The Ship paused. ‘I cannot believe that, Doctor. I am his truest and most trusted servant.’
‘Er, if it is a bomb, shouldn’t we defuse it, Doctor?’ asked Chris.
The Doctor whipped out his sonic screwdriver, adjusted the settings and ran it swiftly along the side of the panel, cutting a smoking square through the smooth white material. ‘Sorry if it hurts—’
‘Ow!’ cried the Ship.
‘No time to be gentle,’ said the Doctor. He wrapped his hand in one of the ends of his scarf and wrenched aside the burning plate. Beneath the panelling, Chris saw a maze of thin, interconnected fibres, like a bowl of dry vermicelli. Red light throbbed from somewhere underneath the tangle.
‘Time to detonation now fifty-four seconds, Master,’ said K-9.
‘Thanks for that, K-9,’ said the Doctor. He held the glowing tip of the sonic screwdriver above the fibres. ‘Which one do I cut?’
‘How should I know?’ said Chris and the Ship at the same time.
‘Time to detonation now thirty seconds, Master,’ said K-9.
‘What?’ spluttered the Doctor. ‘It was fifty-four seconds a couple of seconds ago!’
‘Does it matter?’ said Chris. ‘Just cut them all! Do it!’
The Doctor stared at Chris, apparently rather struck by his sudden hot temper. ‘Good idea!’ he said – and he jabbed the sonic screwdriver down into the mass of fibres.
There was a crackle of energy and a sound like popping corn. The fibres twanged and split.
‘Well?’ called the Doctor in the sudden silence that followed.
‘Crisis averted, Master,’ said K-9. ‘The detonation sequence has been aborted.’
The Doctor mopped his brow and switched off the sonic screwdriver. ‘Well, there we are.’
Chris was trying to piece together what had just happened. ‘So Skagra set the ship to explode,’ he said.
‘More than just the ship,’ said the Doctor. He indicated the burnt ends of the tangled fibres. ‘There was enough thermal energy generated by that thing to destroy an entire planet.’
‘He was going to wipe out Cambridge?’ Chris was horror-struck. ‘All the colleges? The Backs, the railway station… the pubs?’
‘Plus the entire planet,’ said the Doctor gravely.
Chris flared up. He found himself squaring up, his nostrils flaring in anger. ‘He was going to kill Clare?’ The words burst out of Chris’s mouth before he had a chance to think about what they told him about his subconscious.
The Doctor raised an eyebrow. ‘And all the other lovely girls.

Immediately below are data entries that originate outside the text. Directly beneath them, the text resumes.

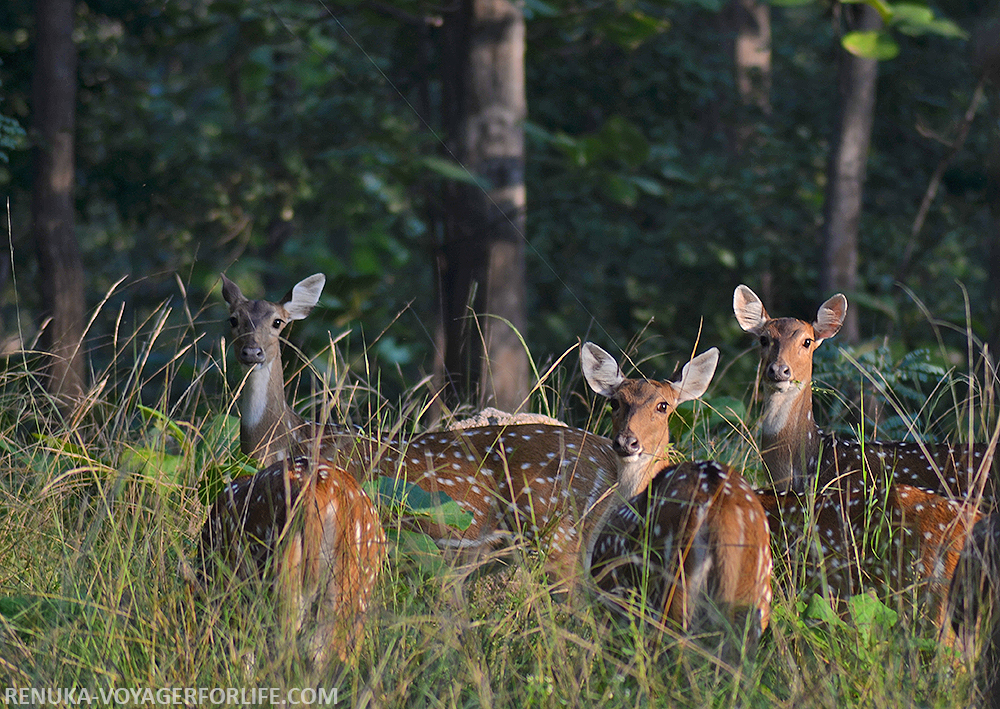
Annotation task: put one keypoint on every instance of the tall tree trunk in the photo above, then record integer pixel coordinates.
(748, 25)
(60, 268)
(481, 268)
(986, 51)
(856, 78)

Plus the lovely boys. He must have considered it safer, just in case we’d sent off a message to the Time Lords.’ He sighed. ‘Which we perhaps should have done.’

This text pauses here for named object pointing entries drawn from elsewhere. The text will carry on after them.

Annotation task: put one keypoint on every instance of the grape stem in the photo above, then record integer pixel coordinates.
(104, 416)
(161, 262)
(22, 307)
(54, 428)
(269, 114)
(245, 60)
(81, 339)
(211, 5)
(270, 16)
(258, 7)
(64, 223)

‘No way,’ said Chris. ‘They would probably have come and torched the place anyway.’ He frowned. ‘You know, before today I always thought Earth was a safe kind of a planet.’
The Doctor raised his other eyebrow, as if Chris had said something incredibly stupid. ‘Anyway, not to worry,’ he said, getting to his feet. ‘Thanks to me, the ship is safe, and we’re on our way.’

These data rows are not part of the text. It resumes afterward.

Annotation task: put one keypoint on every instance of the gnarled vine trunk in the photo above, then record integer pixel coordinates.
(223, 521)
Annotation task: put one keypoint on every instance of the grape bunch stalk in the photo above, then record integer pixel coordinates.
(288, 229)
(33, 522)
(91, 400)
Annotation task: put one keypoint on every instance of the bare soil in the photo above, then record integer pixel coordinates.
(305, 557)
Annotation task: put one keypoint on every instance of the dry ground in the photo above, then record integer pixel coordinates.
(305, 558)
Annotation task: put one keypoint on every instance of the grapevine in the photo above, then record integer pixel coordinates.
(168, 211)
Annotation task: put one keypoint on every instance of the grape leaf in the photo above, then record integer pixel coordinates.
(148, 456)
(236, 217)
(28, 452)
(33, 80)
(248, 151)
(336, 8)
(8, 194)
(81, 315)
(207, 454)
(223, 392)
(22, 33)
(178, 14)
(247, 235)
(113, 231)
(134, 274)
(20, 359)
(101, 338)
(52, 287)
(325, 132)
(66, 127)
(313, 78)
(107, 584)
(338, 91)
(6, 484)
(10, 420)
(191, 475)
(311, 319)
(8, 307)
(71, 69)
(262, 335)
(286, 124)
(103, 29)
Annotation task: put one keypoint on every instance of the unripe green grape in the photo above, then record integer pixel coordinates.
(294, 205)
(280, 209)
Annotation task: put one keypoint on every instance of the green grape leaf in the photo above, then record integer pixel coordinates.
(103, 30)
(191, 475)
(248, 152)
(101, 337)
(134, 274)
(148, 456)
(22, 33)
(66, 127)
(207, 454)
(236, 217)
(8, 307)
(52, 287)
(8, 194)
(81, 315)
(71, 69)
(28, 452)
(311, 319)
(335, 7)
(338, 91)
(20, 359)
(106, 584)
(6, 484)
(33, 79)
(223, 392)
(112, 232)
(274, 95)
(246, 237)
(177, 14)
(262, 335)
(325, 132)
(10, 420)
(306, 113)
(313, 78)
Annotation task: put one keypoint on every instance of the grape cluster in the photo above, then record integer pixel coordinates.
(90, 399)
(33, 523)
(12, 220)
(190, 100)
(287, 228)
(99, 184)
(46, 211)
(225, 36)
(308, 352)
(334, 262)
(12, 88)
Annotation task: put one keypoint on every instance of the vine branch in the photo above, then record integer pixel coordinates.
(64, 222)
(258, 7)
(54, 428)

‘I can’t accept that, Doctor,’ said the Ship. Her voice was tremulous, as if she was on the brink of bursting into tears. ‘My lord Skagra is infallible. If he wished me –’ She paused, gulped, and gathered herself. ‘If he wished me, his truest servant, to be – destroyed… Well then, I must have been destroyed.’
‘If that’s the way you want to see it,’ said the Doctor cautiously.
‘It’s the only way I can see it,’ said the Ship bravely. ‘You were already dead of course, Doctor. Now we all are.’
‘This is ridic—’ began Chris, but when he saw the Doctor’s hand raised as if to clamp over his mouth again he stopped.
‘I’ve exploded,’ said the Ship.
The Doctor patted the open panel. ‘Of course you have, dear. There, there.’
Chris looked grimly out of the forward screen and into the vortex. ‘Worrying, isn’t it?’
‘Which it in particular?’ asked the Doctor.
‘Well,’ said Chris, nodding upwards, ‘what else isn’t she telling us?’
In the small generation chamber deep in the bowels of the ship, the newly formed Kraag stirred.
One rocky claw clasped the edge of the tank and it hauled itself upright.
Chapter 42
KRAAG AFTER KRAAG after Kraag marched from the generation chamber into the observatory. Romana, her head bowed, stood beside Skagra, who was manipulating controls at the central console. The sphere sat on top of the cone, burbling to itself.